Pour rester sur l’humain, on a du mal à se réjouir de voir que les recrutements devront être conjugués à des redéploiement internes (lesquels d’ailleurs ?) pour parvenir à faire baisser l’externalisation de seulement 1,5 %. À ce rythme on l’aura éradiquée dans 25 ans ! Enfin on s’inquiète un peu de la volonté d’une meilleure appropriation de l’outil CORE dans les ESI, un outil qui porte une vision essentiellement comptable de l’humain et qui peine à rendre compte de la réalité d’une journée de travail.

S’agissant de la fiche 3, notre fil rouge de l’humain va être difficile à tenir tant les agent⋅es sont absents de cette mise à jour du SDNum. Ils et elles n’y sont évoqués que comme publics cibles de cet outil de communication, jamais comme acteurs si ce n’est quand il s’agit de se former à l’IA. À propos d’IA, si l’intégration de la feuille de route est évoquée, nous ne voyons toujours pas d’évocation d’une véritable cartographie détaillée de l’IA à la DGFiP.

Les fiches 4 et 5 enfin traitent de l’attractivité et des effectifs du SI, donc clairement de l’humain. S’agissant de l’attractivité, si l’on sait les efforts de communication déployés on ne peut que constater que leur efficacité est limitée, certes les inscriptions aux concours explosent mais les candidats ne se présentent pas. Se seraient-ils renseignés entre temps sur la réalité du climat à la DGFiP ? Auraient-ils comparé les salaires en vigueur dans le secteur avec nos traitements de fonctionnaires ?

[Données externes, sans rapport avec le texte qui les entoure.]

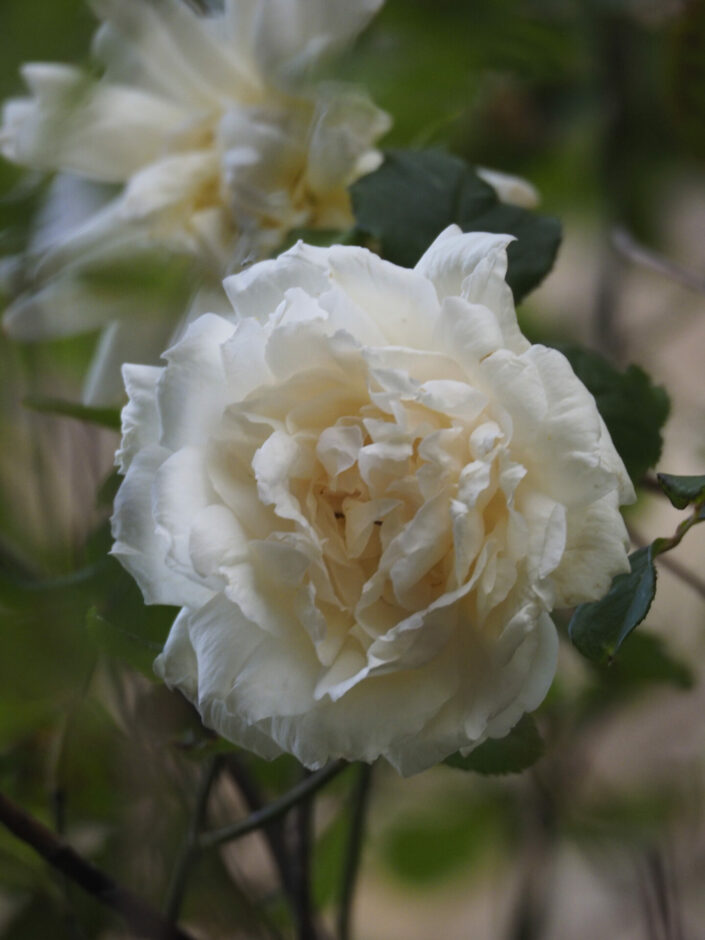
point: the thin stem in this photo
(272, 831)
(687, 576)
(353, 854)
(274, 810)
(630, 249)
(190, 848)
(666, 544)
(142, 919)
(304, 914)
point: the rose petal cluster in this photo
(218, 144)
(366, 490)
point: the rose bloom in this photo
(366, 490)
(204, 137)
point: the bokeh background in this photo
(601, 104)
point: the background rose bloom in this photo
(367, 490)
(217, 142)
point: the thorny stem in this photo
(142, 919)
(666, 544)
(353, 853)
(691, 579)
(189, 850)
(304, 914)
(272, 831)
(274, 810)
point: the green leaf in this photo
(682, 491)
(449, 838)
(598, 629)
(520, 749)
(105, 417)
(633, 408)
(121, 644)
(644, 661)
(414, 195)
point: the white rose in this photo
(367, 490)
(216, 138)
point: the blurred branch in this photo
(629, 248)
(274, 810)
(272, 831)
(304, 912)
(354, 849)
(142, 919)
(190, 848)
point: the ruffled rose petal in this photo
(384, 490)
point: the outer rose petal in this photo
(139, 547)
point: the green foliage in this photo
(414, 195)
(682, 491)
(687, 76)
(425, 848)
(520, 749)
(121, 644)
(633, 408)
(598, 629)
(642, 662)
(104, 417)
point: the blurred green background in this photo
(601, 104)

Dans les effectifs, on est évidemment frappé par la proportion, ou plutôt la disproportion, entre les femmes et les hommes. Avec seulement 30 % de femmes, et bientôt beaucoup moins vue la pyramide des âges, il est urgent de dépasser le constat et d’avoir une politique volontariste en la matière. De ce point de vue, la réforme des concours d’inspecteurs ne va rien arranger. On sait que les formations en informatiques sont désertées par les femmes, en restreignant le concours aux titulaires de diplômes informatiques on s’apprête donc à recruter toujours plus d’hommes…

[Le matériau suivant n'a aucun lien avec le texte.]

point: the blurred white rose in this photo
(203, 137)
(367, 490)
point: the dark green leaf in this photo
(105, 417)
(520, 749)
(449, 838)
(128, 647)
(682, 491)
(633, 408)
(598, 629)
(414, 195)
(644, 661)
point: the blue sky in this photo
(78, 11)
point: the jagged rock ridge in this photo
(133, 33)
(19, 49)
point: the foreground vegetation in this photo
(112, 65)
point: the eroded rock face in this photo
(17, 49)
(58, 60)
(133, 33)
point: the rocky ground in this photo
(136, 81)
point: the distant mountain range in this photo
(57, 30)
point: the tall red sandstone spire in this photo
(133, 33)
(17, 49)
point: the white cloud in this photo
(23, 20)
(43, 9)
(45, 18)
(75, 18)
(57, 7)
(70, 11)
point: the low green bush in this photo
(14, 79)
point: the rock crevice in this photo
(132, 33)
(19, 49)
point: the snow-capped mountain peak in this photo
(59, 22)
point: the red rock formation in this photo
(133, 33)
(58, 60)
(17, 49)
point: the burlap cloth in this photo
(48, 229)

Enfin un mot sur les contractuel⋅les, car enfin nous avons des chiffres sur les contractuel⋅les. Ils et elles représentes donc 15 % des effectifs informaticiens. De palliatif aux problèmes d’attractivité, le CDD est donc devenu un mode de recrutement à part entière, créant des distorsions de statut et de rémunérations au sein des équipes, de la précarisation et un enjeu de continuité pour certains projets. Pourtant les missions concernées sont pérennes, du moins au vu des ambitions numériques de la DGFiP, il n’y a donc pas de raison de développer davantage la contractualisation. Bien sûr nous ne souhaitons pas le départ de celles et ceux qui sont là, mais l’arrêt de ce mode de recrutement et un plan de titularisation pour celles et ceux qui le souhaitent.

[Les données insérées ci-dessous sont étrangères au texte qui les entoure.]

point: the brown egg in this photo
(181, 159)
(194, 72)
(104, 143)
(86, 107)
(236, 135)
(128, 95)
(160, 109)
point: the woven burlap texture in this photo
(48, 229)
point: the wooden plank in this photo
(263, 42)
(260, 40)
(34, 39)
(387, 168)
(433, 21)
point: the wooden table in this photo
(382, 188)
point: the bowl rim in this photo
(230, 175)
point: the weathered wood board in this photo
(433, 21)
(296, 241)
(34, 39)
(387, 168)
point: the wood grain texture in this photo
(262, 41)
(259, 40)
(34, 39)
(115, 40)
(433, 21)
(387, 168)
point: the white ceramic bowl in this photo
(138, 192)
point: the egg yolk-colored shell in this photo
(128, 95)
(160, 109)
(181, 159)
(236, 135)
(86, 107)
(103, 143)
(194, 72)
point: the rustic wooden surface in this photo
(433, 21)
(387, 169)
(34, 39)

Dans l’intérêt de tous et toutes, la CGT Finances Publiques revendique la revalorisation de toutes les carrières, seule à même de restaurer l’attractivité des concours et de fournir à la DGFiP les effectifs dont elle a besoin pour conserver la maîtrise de son SI et développer une informatique au services des agent⋅es et des missions de service public.